All of this means that, while the additional £13.4 billion announced in the spending review might have come within the fiscal mandate limit as calculated back in March, it is very unlikely to be consistent with the fiscal mandate had the OBR been asked to update its forecasts. Indeed, the Resolution Foundation, the independent think tank, has calculated that the Government could in fact break their fiscal mandate by some £10 billion.
Rather than show prudence in their fiscal announcements and be honest about the likelihood of tax rises needed to make this new spending affordable, the Chancellor hinted that he would simply jettison his existing mandate, declaring that he would set out a new fiscal framework ahead of the Autumn Budget—not shaping his spending decisions to fit his fiscal rules but bending those rules to fit his political goals.
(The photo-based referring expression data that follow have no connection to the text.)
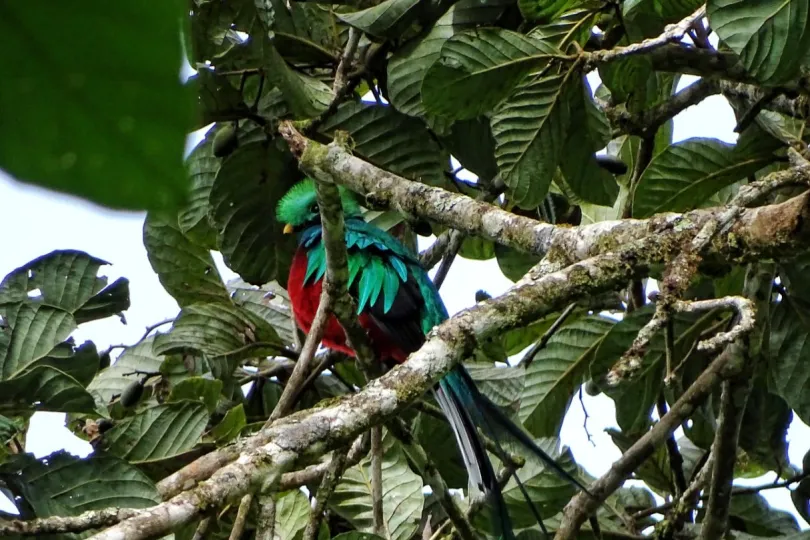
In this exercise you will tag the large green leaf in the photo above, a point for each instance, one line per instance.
(402, 494)
(759, 518)
(248, 185)
(202, 166)
(157, 432)
(502, 385)
(112, 380)
(215, 330)
(472, 144)
(77, 115)
(185, 269)
(408, 65)
(201, 389)
(306, 96)
(789, 359)
(556, 373)
(64, 485)
(292, 515)
(66, 279)
(771, 37)
(270, 302)
(573, 26)
(35, 330)
(477, 69)
(45, 388)
(546, 489)
(686, 173)
(385, 20)
(390, 140)
(530, 129)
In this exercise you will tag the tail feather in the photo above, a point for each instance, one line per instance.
(479, 468)
(467, 410)
(496, 425)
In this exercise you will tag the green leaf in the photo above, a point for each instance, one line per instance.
(206, 391)
(402, 494)
(387, 19)
(789, 360)
(270, 302)
(65, 279)
(157, 432)
(292, 515)
(477, 248)
(687, 172)
(546, 489)
(82, 362)
(471, 143)
(557, 371)
(771, 37)
(390, 140)
(477, 69)
(759, 518)
(186, 270)
(65, 485)
(433, 434)
(513, 263)
(35, 330)
(502, 385)
(201, 167)
(766, 420)
(582, 174)
(71, 125)
(306, 96)
(543, 10)
(217, 330)
(530, 129)
(573, 26)
(231, 425)
(112, 380)
(655, 470)
(408, 65)
(243, 200)
(47, 389)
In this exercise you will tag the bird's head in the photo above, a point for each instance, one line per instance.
(298, 208)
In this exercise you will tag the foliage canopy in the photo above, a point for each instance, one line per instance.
(93, 105)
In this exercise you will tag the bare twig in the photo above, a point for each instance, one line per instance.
(376, 481)
(528, 358)
(675, 457)
(202, 529)
(673, 34)
(449, 256)
(295, 383)
(241, 517)
(266, 522)
(581, 506)
(93, 519)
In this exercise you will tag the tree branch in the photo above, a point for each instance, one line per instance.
(581, 506)
(330, 479)
(561, 246)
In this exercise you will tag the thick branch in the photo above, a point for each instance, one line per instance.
(581, 506)
(561, 245)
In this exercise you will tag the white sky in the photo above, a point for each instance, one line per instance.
(37, 221)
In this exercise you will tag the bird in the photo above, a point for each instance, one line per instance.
(397, 305)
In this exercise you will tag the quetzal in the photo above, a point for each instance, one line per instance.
(397, 305)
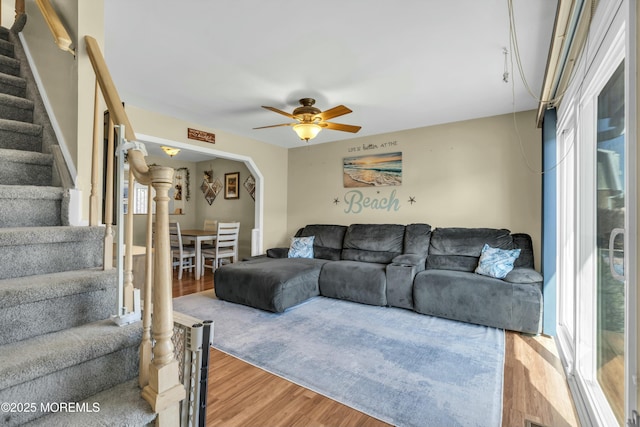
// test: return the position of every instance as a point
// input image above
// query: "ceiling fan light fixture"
(307, 131)
(171, 151)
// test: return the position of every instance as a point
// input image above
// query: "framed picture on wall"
(231, 185)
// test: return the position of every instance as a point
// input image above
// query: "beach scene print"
(375, 170)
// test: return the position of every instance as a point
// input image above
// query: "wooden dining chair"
(226, 246)
(209, 225)
(183, 256)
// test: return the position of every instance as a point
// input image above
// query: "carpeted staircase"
(59, 353)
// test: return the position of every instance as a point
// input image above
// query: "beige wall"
(270, 160)
(68, 81)
(226, 210)
(463, 174)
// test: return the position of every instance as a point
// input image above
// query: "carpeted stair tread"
(32, 205)
(36, 357)
(42, 235)
(6, 48)
(20, 135)
(29, 157)
(13, 85)
(20, 127)
(9, 65)
(66, 300)
(30, 251)
(35, 192)
(16, 108)
(19, 167)
(24, 290)
(122, 402)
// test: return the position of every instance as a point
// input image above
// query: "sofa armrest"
(412, 260)
(400, 275)
(278, 253)
(524, 275)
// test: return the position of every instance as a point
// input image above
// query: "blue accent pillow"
(495, 262)
(301, 247)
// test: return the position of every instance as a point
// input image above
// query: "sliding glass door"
(610, 242)
(596, 211)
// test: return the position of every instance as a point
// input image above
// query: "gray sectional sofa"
(409, 266)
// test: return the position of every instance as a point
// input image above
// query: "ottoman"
(272, 284)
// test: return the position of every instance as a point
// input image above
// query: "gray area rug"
(404, 368)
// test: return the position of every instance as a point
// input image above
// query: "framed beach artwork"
(375, 170)
(231, 185)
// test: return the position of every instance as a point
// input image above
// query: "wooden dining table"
(198, 236)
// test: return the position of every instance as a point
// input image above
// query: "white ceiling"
(398, 64)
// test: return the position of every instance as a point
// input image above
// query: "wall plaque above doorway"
(201, 135)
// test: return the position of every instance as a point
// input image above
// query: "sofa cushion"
(301, 247)
(328, 239)
(417, 238)
(524, 275)
(272, 284)
(523, 242)
(378, 243)
(363, 282)
(459, 248)
(495, 262)
(478, 299)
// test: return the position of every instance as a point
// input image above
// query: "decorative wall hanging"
(373, 170)
(210, 187)
(250, 185)
(182, 177)
(231, 190)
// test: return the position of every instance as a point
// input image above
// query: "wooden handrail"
(159, 377)
(59, 32)
(109, 92)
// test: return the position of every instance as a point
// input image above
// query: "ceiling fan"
(310, 120)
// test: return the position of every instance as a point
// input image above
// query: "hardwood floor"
(242, 395)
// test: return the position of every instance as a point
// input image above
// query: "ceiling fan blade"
(340, 126)
(340, 110)
(275, 126)
(275, 110)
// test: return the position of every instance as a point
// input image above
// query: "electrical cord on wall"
(515, 52)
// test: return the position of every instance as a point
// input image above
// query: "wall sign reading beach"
(374, 170)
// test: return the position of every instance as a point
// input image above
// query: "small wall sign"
(201, 135)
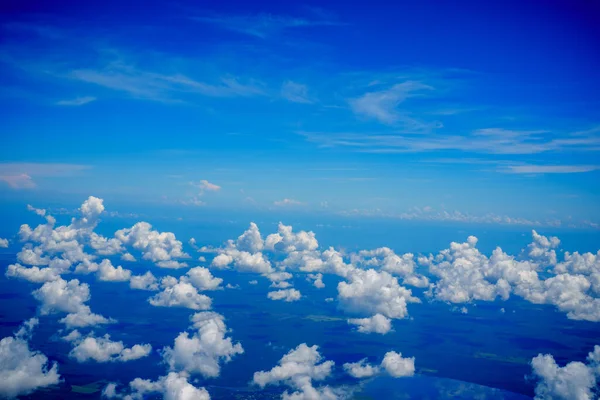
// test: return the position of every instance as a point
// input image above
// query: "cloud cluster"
(297, 369)
(465, 274)
(393, 364)
(203, 351)
(68, 297)
(576, 380)
(22, 370)
(171, 387)
(102, 349)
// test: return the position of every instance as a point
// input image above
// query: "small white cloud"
(287, 202)
(22, 370)
(375, 324)
(20, 181)
(295, 92)
(397, 366)
(103, 349)
(203, 351)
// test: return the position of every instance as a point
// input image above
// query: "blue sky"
(476, 111)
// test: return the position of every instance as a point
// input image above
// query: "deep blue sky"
(414, 109)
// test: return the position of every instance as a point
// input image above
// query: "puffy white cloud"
(376, 324)
(251, 240)
(202, 279)
(68, 297)
(22, 370)
(361, 369)
(317, 280)
(161, 248)
(397, 366)
(374, 292)
(203, 351)
(542, 249)
(144, 282)
(288, 295)
(285, 240)
(104, 246)
(102, 349)
(107, 272)
(180, 294)
(171, 387)
(393, 363)
(32, 274)
(575, 380)
(296, 368)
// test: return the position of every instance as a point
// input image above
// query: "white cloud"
(382, 105)
(297, 369)
(102, 349)
(144, 282)
(375, 324)
(393, 364)
(398, 366)
(374, 292)
(549, 169)
(22, 370)
(107, 272)
(172, 387)
(361, 369)
(161, 248)
(288, 295)
(575, 380)
(203, 351)
(180, 294)
(20, 181)
(295, 92)
(287, 202)
(202, 279)
(68, 297)
(32, 274)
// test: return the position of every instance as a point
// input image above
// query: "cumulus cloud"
(68, 297)
(180, 293)
(102, 349)
(22, 370)
(375, 292)
(397, 366)
(288, 295)
(32, 274)
(361, 369)
(202, 279)
(393, 364)
(297, 369)
(162, 248)
(171, 387)
(375, 324)
(576, 380)
(205, 349)
(144, 282)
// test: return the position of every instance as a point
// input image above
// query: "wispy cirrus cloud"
(150, 85)
(21, 175)
(264, 25)
(483, 141)
(383, 105)
(295, 92)
(549, 169)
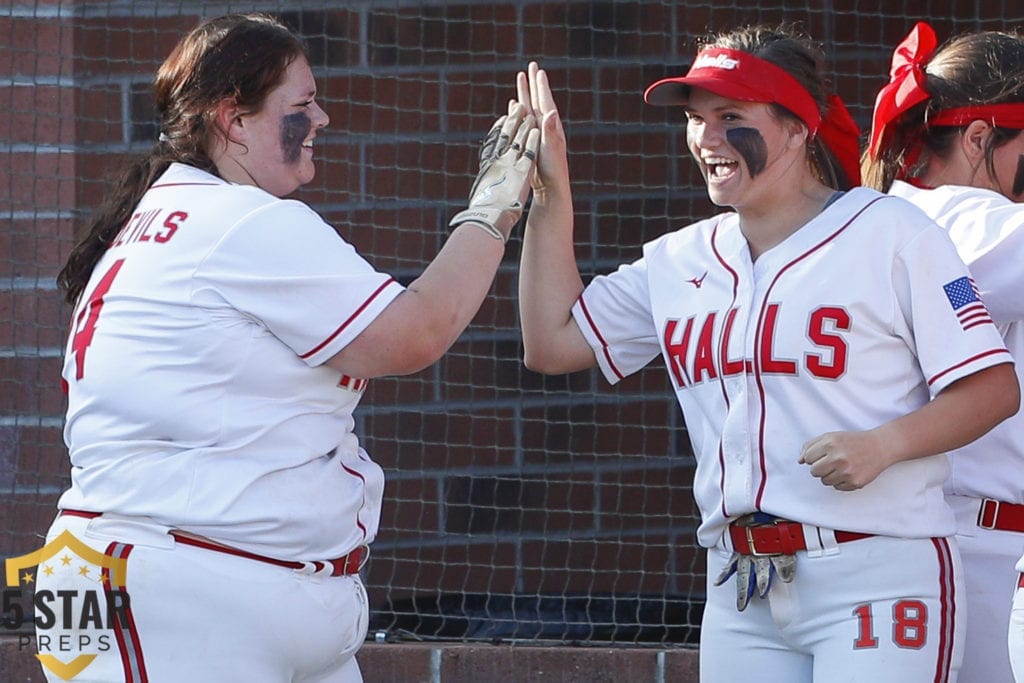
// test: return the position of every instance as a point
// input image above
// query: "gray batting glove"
(501, 188)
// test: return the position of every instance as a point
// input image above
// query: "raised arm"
(422, 323)
(549, 278)
(963, 412)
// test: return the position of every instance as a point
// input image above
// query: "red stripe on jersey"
(971, 359)
(947, 610)
(759, 339)
(350, 318)
(600, 338)
(723, 354)
(358, 522)
(125, 631)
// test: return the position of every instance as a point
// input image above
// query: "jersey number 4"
(85, 324)
(909, 626)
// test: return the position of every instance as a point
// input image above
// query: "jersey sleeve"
(951, 328)
(989, 236)
(614, 314)
(285, 267)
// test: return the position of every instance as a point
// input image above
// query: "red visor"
(741, 76)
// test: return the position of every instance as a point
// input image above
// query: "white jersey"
(859, 317)
(196, 391)
(988, 231)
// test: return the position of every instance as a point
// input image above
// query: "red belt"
(781, 538)
(344, 565)
(1000, 516)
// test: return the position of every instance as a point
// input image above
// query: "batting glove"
(501, 188)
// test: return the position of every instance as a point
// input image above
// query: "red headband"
(906, 88)
(1006, 115)
(741, 76)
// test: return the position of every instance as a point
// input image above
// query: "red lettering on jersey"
(171, 224)
(730, 367)
(123, 235)
(143, 232)
(822, 318)
(704, 360)
(87, 317)
(769, 364)
(677, 350)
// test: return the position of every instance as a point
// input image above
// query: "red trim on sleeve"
(971, 359)
(600, 338)
(351, 317)
(183, 184)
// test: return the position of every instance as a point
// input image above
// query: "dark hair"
(240, 57)
(982, 68)
(802, 57)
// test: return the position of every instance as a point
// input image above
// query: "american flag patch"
(967, 303)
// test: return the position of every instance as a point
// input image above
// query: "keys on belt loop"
(988, 513)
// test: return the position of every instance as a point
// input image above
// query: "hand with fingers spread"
(552, 166)
(846, 461)
(502, 185)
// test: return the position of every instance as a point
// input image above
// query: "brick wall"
(500, 480)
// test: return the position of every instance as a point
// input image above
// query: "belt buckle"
(364, 558)
(750, 542)
(984, 508)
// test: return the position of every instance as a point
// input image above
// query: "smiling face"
(743, 150)
(273, 147)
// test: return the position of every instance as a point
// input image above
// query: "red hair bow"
(906, 83)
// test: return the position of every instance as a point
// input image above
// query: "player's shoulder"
(946, 200)
(226, 203)
(893, 212)
(688, 236)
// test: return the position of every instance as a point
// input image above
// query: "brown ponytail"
(240, 57)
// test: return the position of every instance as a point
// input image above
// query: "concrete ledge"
(457, 663)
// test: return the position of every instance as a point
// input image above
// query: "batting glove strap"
(487, 219)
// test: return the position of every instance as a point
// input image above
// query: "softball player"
(826, 348)
(964, 169)
(221, 338)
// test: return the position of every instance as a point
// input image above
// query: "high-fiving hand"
(552, 171)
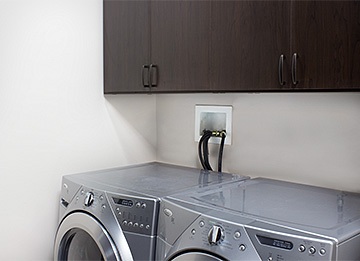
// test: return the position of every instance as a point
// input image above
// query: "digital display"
(123, 202)
(275, 242)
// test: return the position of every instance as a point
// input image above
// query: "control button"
(216, 235)
(167, 212)
(89, 199)
(312, 250)
(322, 251)
(237, 234)
(302, 248)
(242, 247)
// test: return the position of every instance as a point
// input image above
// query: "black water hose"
(221, 150)
(206, 150)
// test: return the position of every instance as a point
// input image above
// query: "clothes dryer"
(113, 214)
(260, 219)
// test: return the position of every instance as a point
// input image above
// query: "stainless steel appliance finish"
(113, 214)
(261, 219)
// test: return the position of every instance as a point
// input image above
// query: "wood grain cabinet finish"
(231, 45)
(247, 39)
(327, 39)
(180, 42)
(126, 45)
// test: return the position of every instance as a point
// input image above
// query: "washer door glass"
(81, 237)
(196, 256)
(77, 244)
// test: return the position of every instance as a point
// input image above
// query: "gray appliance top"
(318, 210)
(151, 179)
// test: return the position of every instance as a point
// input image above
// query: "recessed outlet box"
(213, 118)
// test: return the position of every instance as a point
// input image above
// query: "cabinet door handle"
(293, 69)
(143, 76)
(151, 75)
(281, 70)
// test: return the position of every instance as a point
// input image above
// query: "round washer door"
(81, 237)
(196, 256)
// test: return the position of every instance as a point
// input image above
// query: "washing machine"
(260, 219)
(113, 214)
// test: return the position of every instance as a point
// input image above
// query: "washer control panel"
(134, 214)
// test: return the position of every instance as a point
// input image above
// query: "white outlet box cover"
(213, 118)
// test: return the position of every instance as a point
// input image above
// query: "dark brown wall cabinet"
(220, 46)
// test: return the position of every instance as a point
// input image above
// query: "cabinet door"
(126, 45)
(247, 39)
(180, 45)
(326, 37)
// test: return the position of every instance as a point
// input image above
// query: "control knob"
(89, 199)
(216, 235)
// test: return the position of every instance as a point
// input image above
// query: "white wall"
(311, 138)
(54, 118)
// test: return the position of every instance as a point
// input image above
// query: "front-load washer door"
(196, 256)
(81, 237)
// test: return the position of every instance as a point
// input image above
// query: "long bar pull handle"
(281, 70)
(293, 69)
(143, 76)
(151, 75)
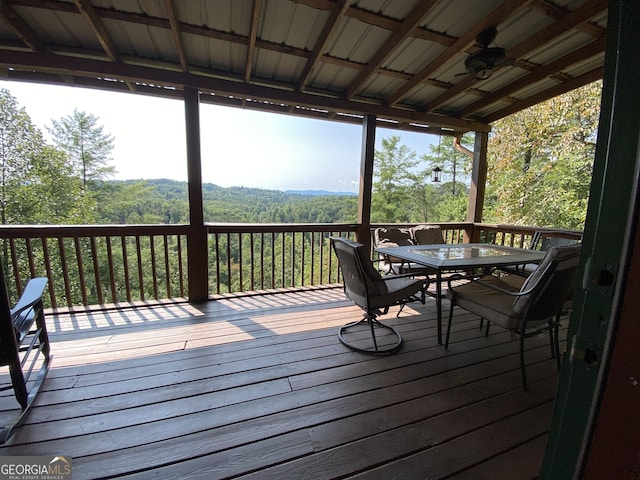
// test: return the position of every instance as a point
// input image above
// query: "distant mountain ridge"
(317, 193)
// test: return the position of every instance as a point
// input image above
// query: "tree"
(540, 162)
(19, 143)
(86, 144)
(449, 197)
(396, 182)
(36, 183)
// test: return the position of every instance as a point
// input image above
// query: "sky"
(239, 147)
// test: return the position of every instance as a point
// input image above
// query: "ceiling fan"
(482, 63)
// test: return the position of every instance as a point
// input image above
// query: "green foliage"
(36, 183)
(403, 191)
(86, 144)
(540, 162)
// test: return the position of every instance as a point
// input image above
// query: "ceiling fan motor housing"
(485, 59)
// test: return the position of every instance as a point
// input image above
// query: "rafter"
(22, 29)
(412, 21)
(509, 7)
(540, 73)
(330, 27)
(176, 33)
(95, 22)
(132, 73)
(565, 87)
(253, 35)
(567, 22)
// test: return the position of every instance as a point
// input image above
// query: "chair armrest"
(459, 276)
(31, 295)
(402, 275)
(23, 314)
(502, 290)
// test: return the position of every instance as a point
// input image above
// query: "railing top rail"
(279, 227)
(38, 231)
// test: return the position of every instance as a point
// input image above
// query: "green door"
(611, 221)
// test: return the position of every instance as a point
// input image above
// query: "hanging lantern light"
(436, 174)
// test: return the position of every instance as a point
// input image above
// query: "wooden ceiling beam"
(412, 21)
(253, 36)
(556, 12)
(176, 32)
(328, 30)
(22, 29)
(89, 13)
(377, 20)
(576, 82)
(176, 79)
(95, 22)
(540, 73)
(567, 22)
(507, 8)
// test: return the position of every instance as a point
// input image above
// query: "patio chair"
(24, 348)
(374, 294)
(529, 310)
(398, 237)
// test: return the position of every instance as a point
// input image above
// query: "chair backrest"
(427, 234)
(392, 237)
(550, 284)
(361, 280)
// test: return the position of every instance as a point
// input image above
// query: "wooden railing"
(99, 265)
(96, 265)
(253, 257)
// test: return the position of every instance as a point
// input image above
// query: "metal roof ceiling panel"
(315, 55)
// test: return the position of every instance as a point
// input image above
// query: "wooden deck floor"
(260, 387)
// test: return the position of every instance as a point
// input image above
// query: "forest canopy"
(540, 164)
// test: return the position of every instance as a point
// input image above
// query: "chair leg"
(556, 341)
(358, 343)
(446, 340)
(523, 373)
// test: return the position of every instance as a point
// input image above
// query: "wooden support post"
(478, 183)
(366, 180)
(197, 263)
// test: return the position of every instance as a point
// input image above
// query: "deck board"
(261, 387)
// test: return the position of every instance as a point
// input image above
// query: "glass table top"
(463, 255)
(461, 251)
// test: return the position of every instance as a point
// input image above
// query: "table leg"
(439, 304)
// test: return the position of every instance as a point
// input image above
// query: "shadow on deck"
(260, 387)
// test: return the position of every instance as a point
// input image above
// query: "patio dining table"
(460, 257)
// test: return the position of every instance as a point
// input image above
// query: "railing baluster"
(167, 272)
(65, 270)
(125, 267)
(47, 264)
(180, 265)
(154, 270)
(16, 266)
(112, 279)
(80, 264)
(140, 274)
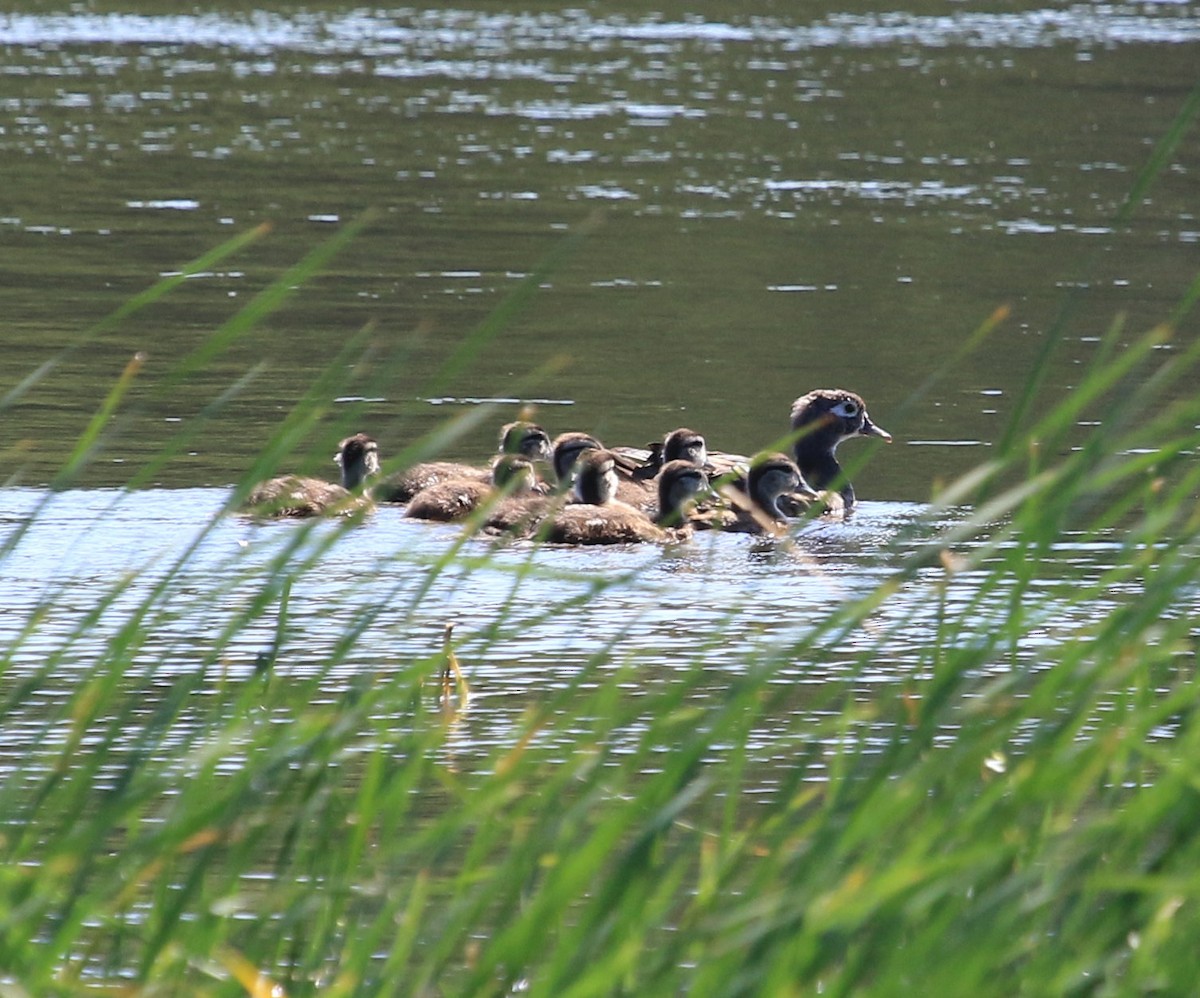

This lack of caution is all the more extraordinary given not just the uncertainty over Brexit but the Government’s clear desire to pursue a no-deal outcome. As the Office for Budget Responsibility has pointed out, even a relatively benign no-deal Brexit would further weaken the economy and push up borrowing by around £30 billion a year. A more disorderly no-deal scenario is estimated by the Bank of England to reduce the level of GDP by 8% by 2024. The Treasury’s own figures show that even if we avoid a no-deal outcome, any Brexit scenario that leaves the UK outside the single market will reduce GDP in the longer term by 6.7%, with very clear consequences for the public finances.
Nowhere in the Chancellor’s spending plans does an appreciation of these risks appear. Instead, in the face of such economic uncertainty, now is the time the Chancellor chooses to gamble with the nation’s finances; now is the time the Prime Minister chooses to commit to a further £9 billion of income tax cuts for the wealthiest in society. An improvement hard-won over the course of a decade, and borne disproportionately by the poorest in society, is now gambled for short-term political gain and jeopardised by the Government’s inability to tell the truth about the consequences of their Brexit policy. Once again, we know that it will not be the wealthiest who pay the price: once again, it will be the most vulnerable in our society who are left to pick up the pieces.